1 Introduction

The calibration of computer vision algorithms (CVAs) is a time consuming and critical step in the effective use of CVAs in many applications, such as the automated defect detection of pieces produced by an industrial plant. In this case, the final quality control check at the end of the production chain consists in the optical scan of the produced pieces by a set of several CVAs. Each of them is designed to detect a specific type of defect and its behavior is controlled by a large set of parameters, which influence the CVA sensibility and accuracy and must be determined to maximize its detection efficacy on specific types of images. For a general overview of automated defect detection see [7] (see also [5] for an example in the textile industry).

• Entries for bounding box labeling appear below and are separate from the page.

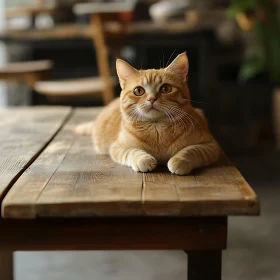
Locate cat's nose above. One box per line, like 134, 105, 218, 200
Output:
147, 97, 157, 104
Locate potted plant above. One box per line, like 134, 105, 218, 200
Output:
228, 0, 280, 149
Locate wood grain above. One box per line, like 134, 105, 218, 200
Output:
2, 109, 142, 218
0, 107, 71, 206
2, 109, 259, 218
0, 217, 227, 250
143, 153, 259, 216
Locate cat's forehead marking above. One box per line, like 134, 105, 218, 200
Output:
143, 70, 162, 86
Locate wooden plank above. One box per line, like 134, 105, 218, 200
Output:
2, 109, 259, 218
143, 155, 259, 216
0, 217, 227, 250
0, 107, 71, 205
2, 109, 142, 218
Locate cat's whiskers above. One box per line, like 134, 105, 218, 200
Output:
167, 105, 195, 130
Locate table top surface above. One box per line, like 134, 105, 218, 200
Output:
0, 107, 259, 219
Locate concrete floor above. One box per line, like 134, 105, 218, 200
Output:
15, 154, 280, 280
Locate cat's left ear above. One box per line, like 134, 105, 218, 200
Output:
167, 52, 189, 83
116, 58, 139, 89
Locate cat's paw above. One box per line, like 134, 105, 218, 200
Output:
167, 157, 192, 175
131, 155, 157, 172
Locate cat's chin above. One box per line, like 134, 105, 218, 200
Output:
141, 108, 165, 120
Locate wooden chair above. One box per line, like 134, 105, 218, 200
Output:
35, 1, 135, 105
0, 60, 53, 88
0, 106, 260, 280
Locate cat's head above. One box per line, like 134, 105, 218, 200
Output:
116, 53, 190, 120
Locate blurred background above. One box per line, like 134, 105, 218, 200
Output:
0, 0, 280, 280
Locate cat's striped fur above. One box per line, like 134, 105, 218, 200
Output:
77, 53, 219, 175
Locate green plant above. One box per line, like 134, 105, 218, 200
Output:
228, 0, 280, 84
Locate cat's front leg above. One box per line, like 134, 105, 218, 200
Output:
110, 143, 157, 172
167, 140, 220, 175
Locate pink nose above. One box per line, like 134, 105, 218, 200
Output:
147, 97, 157, 104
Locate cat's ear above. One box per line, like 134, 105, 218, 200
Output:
116, 58, 139, 88
167, 52, 189, 82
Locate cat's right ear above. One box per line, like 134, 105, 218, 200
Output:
116, 58, 139, 89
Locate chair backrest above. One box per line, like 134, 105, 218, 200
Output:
74, 0, 136, 104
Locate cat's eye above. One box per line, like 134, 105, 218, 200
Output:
133, 87, 145, 96
159, 84, 172, 93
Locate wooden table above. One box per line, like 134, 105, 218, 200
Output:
0, 107, 259, 280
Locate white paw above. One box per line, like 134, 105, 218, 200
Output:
167, 157, 192, 175
131, 155, 157, 172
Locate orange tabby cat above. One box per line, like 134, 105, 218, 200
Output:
76, 53, 219, 175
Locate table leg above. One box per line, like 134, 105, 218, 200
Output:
186, 250, 222, 280
0, 252, 13, 280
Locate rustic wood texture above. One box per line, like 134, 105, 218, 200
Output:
2, 109, 259, 218
0, 251, 13, 280
0, 217, 227, 252
0, 107, 70, 201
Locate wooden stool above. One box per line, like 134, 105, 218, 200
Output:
0, 107, 259, 280
0, 60, 53, 88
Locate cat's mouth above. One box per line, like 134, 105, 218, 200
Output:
148, 106, 159, 112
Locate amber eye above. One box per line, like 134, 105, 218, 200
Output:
133, 87, 145, 96
159, 84, 172, 93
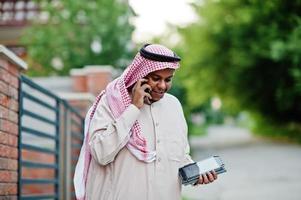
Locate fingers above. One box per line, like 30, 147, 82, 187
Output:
197, 171, 217, 184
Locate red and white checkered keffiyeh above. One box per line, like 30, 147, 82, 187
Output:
74, 44, 179, 199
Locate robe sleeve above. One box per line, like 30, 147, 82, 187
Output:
89, 101, 140, 165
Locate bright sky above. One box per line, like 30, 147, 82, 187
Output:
129, 0, 196, 42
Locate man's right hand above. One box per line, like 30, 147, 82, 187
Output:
132, 78, 152, 109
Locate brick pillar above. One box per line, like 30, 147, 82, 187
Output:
0, 45, 27, 199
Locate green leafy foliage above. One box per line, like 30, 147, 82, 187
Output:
22, 0, 134, 75
179, 0, 301, 123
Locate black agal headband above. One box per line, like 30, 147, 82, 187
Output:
139, 44, 181, 62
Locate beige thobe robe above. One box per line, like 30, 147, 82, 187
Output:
86, 94, 193, 200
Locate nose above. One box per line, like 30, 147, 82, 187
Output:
158, 80, 167, 91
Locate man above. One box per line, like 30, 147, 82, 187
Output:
74, 44, 217, 200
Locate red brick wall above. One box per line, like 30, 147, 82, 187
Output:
0, 55, 20, 199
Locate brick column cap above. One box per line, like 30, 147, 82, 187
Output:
57, 92, 95, 103
84, 65, 113, 74
0, 44, 28, 70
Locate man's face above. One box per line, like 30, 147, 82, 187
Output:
145, 68, 175, 102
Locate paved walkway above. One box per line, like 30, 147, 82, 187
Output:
183, 126, 301, 200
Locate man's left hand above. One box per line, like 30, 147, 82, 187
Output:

More precisely, given a set of images, the efficacy of the error detection is measured as a function of the positive and negative false ratios produced by the CVA with a specific parameter set. As in many other applications parameter tuning of the CVAs is, therefore, a crucial component for the overall efficacy of the system. To the best of our knowledge, no optimization method has been developed so far for parameter tuning in defect detection.

In the context of CVAs, the computation of the efficacy requires the application of the CVA to a training set of test images. This is typically a very time-consuming operation requiring several seconds per image, hence minutes or even hours for a significant training set. Therefore, approaches based on black-box function optimization (see, e.g., [2, 3]) must be used in this case. To this end, we developed a simple Sequential Approximate Optimization (SAO) algorithm (see, e.g., [4]) to identify the optimal parameter values for a CVA used to detect a specific error on the images. During the optimization process, the solutions iteratively found by the algorithm are evaluated by executing the target CVA on the training set of images. The comparison between the CVA outputs obtained on the images and their real defectiveness state produce the true/false positive index ratio for the solutions tested. Our goal is the determination of the optimal input parameter combination for the CVA, leading to the best possible false positive and negative ratios for each particular type of defect.

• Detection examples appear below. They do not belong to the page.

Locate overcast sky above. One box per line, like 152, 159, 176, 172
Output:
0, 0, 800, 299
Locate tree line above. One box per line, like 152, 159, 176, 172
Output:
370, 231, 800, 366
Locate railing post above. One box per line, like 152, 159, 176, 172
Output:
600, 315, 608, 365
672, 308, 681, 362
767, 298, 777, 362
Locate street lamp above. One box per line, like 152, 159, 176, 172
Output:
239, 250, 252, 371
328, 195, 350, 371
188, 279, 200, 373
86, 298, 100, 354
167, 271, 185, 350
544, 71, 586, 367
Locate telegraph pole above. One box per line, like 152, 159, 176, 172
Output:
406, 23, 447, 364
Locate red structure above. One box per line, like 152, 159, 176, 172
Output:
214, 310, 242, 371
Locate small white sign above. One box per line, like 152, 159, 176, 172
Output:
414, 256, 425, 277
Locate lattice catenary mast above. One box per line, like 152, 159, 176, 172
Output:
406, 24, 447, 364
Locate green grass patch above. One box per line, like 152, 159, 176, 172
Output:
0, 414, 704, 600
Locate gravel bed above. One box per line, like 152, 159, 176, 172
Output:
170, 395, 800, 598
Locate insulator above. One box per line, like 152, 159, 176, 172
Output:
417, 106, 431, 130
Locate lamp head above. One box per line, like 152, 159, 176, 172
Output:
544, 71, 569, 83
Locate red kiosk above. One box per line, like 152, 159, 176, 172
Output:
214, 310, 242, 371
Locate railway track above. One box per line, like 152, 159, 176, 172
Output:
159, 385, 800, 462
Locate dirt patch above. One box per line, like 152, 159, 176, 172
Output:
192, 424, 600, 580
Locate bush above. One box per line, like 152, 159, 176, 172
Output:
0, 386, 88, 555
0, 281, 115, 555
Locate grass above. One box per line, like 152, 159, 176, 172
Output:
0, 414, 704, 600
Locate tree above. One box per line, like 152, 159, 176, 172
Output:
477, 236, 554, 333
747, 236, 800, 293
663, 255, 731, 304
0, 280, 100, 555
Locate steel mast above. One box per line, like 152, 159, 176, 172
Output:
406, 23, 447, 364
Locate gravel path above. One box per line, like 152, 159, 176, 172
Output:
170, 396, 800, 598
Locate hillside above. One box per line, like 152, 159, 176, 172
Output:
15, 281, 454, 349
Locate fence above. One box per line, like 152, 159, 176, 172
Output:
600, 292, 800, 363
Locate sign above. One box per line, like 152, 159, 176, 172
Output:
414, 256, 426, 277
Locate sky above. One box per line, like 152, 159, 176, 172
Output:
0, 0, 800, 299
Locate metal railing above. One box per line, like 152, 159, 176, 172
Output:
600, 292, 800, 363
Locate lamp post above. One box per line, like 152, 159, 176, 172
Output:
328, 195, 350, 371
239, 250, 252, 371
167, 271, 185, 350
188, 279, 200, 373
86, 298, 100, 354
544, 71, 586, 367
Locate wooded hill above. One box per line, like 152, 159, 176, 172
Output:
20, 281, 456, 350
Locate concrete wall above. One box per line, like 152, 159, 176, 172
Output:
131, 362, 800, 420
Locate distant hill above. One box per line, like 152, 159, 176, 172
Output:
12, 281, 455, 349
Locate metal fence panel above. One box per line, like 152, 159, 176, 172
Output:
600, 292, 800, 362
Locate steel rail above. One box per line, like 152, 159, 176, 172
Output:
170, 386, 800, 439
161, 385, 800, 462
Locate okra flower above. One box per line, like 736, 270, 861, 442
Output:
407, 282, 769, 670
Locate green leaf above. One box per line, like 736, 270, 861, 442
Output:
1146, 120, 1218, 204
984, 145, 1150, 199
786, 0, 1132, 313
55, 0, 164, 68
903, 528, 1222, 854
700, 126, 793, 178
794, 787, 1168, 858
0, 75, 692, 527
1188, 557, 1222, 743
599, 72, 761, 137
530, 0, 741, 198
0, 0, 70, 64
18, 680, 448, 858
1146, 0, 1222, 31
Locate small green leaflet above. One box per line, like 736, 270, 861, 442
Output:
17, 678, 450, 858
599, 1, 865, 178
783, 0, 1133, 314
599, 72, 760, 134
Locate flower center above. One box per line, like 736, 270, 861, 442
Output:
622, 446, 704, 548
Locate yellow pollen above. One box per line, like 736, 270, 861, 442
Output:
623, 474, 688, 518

In Sect. 2 we describe in detail the characteristic of the problem under study. In Sect. 3 the structure of the proposed algorithm is given and in Sect. 4 we present the results of an experimental validation of the algorithm on data coming from a specific real-world application.

2 Problem Definition

The calibration of the parameters of a CVA is an optimization problem which can be described as follows. The variables to be optimized are the input parameters of the CVA which are assumed here to be continuous and associated with a lower and an upper bound) for their variation. The performance of the CVA is measured in terms of two independent indicators, namely the number of false-negative and false-positive in the solution, to be defined later.

More precisely, we have a CVA whose behavior depends on a subset I of parameters whose value has to be determined. For each parameter \(i \in I\) we are given a lower and upper bounds \(l_i\) and \(u_i\), respectively. For each parameter \(i \in I\) let \(x_i\) be the decision variable which represents its value. Given solution \(\vec {x}\) we can evaluate its quality by measuring the performance of the CVA on a training set S of images. To this end, let \(f_p(\vec {x})\) be the number of false-positives returned by the CVA when applied to the set S with parameters \(\vec {x}\), defined as the number of non-defective images which are classified as defective by the CVA. Similarly, let \(f_n(\vec {x})\) be the number of false-negatives returned by the CVA, defined as the number of defective images which are classified as non-defective by the CVA. Finally, let \(\alpha _p\) and \(\alpha _n\) be two nonnegative weights associated with the two performance measures. The CVA Parameter Tuning Problem (CVAPTP) can be formulated as follows

$$\begin{aligned} (CVAPTP) \quad z= \min F(\vec {x})=\{\alpha _p f_p(\vec {x}) + \alpha _n f_n(\vec {x})\} , \quad s.t. ~ l_i \le x_i \le u_i \quad \forall i\in I. \end{aligned}$$
(1)

3 A Sequential Approximate Optimization Algorithm

The Black Box Optimization (BBO) nature of the problem requires the use of an inference intelligence able to predict the objective function value of an unsampled solution to guide the search process. In the literature, such representation of the BB function it is referred to as the Surrogate Model (SM, see [8]) for which a large number of types and formulations were proposed.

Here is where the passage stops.